Nous nous interrogeons tous sur le devenir de notre société et la place qu’elle réserve à nos enfants. Personne ne peut le nier, les difficultés sont grandissantes : le pouvoir d’achat en chute, le chômage épidémique, la politique en désuétude, la planète agonisante, tout cela dans un climat de guerre, ponctué de migrants, d’attentats et de crashs d’avions. Plongées dans l’angoisse et la torpeur latente, les mentalités deviennent subjectives et radicales. Les gens veulent se protéger à tout prix, quitte à transgresser leurs valeurs morales et humaines. Cette attitude peut s’expliquer, mais quelles en seront les conséquences ? Voici un récit qui devrait nous éclairer. Le directeur d’un camping fait un dernier tour avant d’aller se coucher, quand il remarque un attroupement inhabituel sur le parking. En s’approchant il découvre avec stupeur, une dizaine de gamins entre 8 et 12 ans, dont son fils, titubants ou allongés, tous complètement saouls. Consterné, il cherche parmi les sodas posés par terre et ne trouve qu’une bouteille d’alcool très peu entamée ! Une fois les parents alertés et tout ce petit monde pris en charge, l’homme patiente dans l’incompréhension, jusqu’au réveil de son rejeton.

« Se protéger quitte à transgresser leurs valeurs morales et humaines »

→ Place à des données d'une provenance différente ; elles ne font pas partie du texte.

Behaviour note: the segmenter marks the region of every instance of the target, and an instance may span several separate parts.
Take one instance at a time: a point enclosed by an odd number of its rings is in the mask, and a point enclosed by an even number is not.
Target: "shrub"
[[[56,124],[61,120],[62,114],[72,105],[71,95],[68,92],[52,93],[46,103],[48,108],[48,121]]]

À peine l’adolescent ouvre-t-il les yeux que son père l’assaille de questions, mais le mouflet léthargique garde le silence. La mère pénètre dans la chambre avec un tampon hygiénique à la main et demande à son garçon « que fais-tu avec ça dans la poche de ton pantalon ? » Le fiston honteux, se met à bafouiller « c’est un jeu maman, on le trempe dans la vodka et on se le met dans le derrière pour se faire un trip. » Inutile de vous dire à quel point les familles ont été désarmées devant cette révélation. Le procédé « tampon vodka » permet, avec très peu d’alcool, d’alimenter directement le système sanguin, par l’intermédiaire des muqueuses non protégées du vagin et de l’anus. L’ivresse est rapide et mène souvent au coma éthylique. Des études comportementales expliquent que ce genre de phénomène est déclenché par une peur inconsciente de l’individu. L’atmosphère de catastrophes, les discours alarmistes et nos conclusions fatalistes sur le futur, seraient perçus par nos ados comme une fin annoncée. Cela provoquerait chez certains le besoin de vivre des sensations extrêmes pour se libérer de cette terreur qu’ils ne peuvent nommer, le non-avenir ! Rappelons-nous d’entretenir l’espoir car il est essentiel à la vie, sans quoi les nouvelles générations se noieront dans le désespoir.